As for the combined outputs, it can be observed that clustering resulted in the inclusion of a higher number of actual targets in the model at the same time by keeping Type II error lower. However, as can be concluded from comparing weighted total abnormal returns across the models, a higher number of actual targets and a lower number of actual non-targets did not convert into a higher return. 55 target companies of the clustered portfolios generated around 1% higher return than the 48 companies from the general model. At the same time, returns from actual non-targets from the general model’s portfolio exceeded non-targets in the clustered model portfolio. As a result, an overall higher weighted return for general model companies is reported. Hence, it can be concluded that actual returns are dependent not only on the model's predictive power but also on the level of returns from both target and non-target companies.
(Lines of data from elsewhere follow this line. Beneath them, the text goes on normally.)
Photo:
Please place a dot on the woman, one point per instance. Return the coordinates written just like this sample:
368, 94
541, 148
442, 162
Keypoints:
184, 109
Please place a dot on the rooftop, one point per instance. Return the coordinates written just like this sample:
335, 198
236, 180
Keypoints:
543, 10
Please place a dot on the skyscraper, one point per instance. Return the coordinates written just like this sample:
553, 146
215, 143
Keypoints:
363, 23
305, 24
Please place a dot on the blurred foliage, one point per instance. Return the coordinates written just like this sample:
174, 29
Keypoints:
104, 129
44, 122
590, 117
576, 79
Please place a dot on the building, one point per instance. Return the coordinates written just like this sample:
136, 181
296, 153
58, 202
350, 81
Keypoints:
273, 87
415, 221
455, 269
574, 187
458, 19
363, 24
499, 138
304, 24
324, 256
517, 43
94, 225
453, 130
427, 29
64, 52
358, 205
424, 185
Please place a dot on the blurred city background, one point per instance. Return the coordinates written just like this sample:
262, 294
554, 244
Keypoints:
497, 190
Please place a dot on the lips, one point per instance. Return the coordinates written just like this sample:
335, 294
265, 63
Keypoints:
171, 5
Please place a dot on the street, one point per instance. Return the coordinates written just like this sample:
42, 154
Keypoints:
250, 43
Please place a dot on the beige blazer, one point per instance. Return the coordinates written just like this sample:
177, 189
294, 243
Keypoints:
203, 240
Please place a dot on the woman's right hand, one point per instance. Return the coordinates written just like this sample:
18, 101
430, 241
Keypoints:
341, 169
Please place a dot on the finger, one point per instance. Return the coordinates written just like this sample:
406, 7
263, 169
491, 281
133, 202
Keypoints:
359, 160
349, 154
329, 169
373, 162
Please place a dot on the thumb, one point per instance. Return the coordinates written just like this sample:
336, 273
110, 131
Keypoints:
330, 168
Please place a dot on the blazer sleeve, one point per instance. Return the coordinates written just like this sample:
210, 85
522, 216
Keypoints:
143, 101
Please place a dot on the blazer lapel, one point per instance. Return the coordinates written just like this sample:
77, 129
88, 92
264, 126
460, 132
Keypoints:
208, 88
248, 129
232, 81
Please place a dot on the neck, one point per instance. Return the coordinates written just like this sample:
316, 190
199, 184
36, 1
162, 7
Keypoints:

In summary, the analysis of portfolio abnormal returns showed that the clustering approach systematically predicted both target and non-target companies better and achieved a higher F1 score. However, higher predictive power did not always converge into higher returns due to the difference in the size of the returns of classified companies. Nevertheless, the predictive model based on the Cluster 0 produced the highest portfolio abnormal returns in almost all scenarios, suggesting that one may benefit when buying only stocks predicted by the Cluster 0 model.
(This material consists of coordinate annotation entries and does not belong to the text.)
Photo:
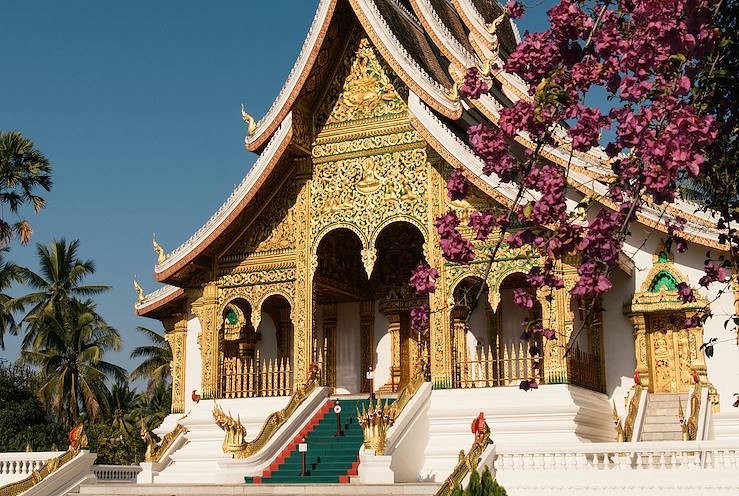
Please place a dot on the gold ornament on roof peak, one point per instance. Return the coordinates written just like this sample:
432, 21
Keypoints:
249, 120
139, 291
161, 255
492, 27
453, 92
6.2.2 Portfolio investment returns

As already described in the section above, portfolio abnormal returns are calculated for the pre-defined observation period (60 days before and three days after the announcement), while in the real situation, even if one can correctly predict a potential target company, cannot really identify the optimal time of actual purchase and the holding period. Thus, in addition to determining portfolio abnormal returns, investment strategies are tested to identify whether a particular strategy of buying and selling potential target company stocks can generate market-adjusted excess return.
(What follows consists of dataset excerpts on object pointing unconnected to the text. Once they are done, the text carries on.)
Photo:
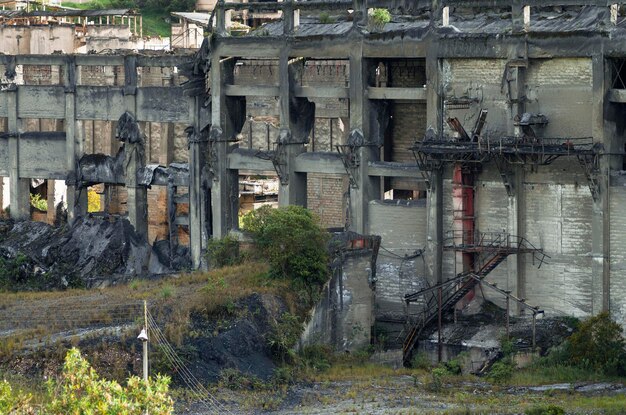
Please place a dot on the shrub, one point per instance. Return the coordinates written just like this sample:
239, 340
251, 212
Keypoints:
93, 201
38, 202
545, 410
223, 252
421, 361
294, 244
599, 344
316, 357
284, 335
13, 403
501, 371
81, 391
380, 17
325, 18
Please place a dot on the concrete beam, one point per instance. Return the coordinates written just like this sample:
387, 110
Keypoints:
319, 162
243, 159
400, 94
392, 169
617, 96
251, 90
321, 92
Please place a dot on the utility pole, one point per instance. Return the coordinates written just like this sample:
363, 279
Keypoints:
143, 336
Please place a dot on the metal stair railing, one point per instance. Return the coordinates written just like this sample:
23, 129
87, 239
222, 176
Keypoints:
497, 245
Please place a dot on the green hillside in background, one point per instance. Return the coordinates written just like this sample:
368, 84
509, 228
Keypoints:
156, 13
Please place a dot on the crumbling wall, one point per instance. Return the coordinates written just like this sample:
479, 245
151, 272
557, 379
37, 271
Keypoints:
472, 84
402, 226
344, 316
325, 197
558, 214
492, 215
617, 263
561, 89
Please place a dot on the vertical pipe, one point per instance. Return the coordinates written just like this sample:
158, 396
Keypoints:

The investment strategy suggests annual rebalancing, which assumes buying and selling transactions for each year separately. According to this strategy, one will hold the stocks bought each year, either until the end of that year or three days after the acquisition. Considering that 2021 is still in progress, the observation end date is considered July 2021. Finally, observed returns are adjusted by market proxy, which is S&P 500 in the scope of this study.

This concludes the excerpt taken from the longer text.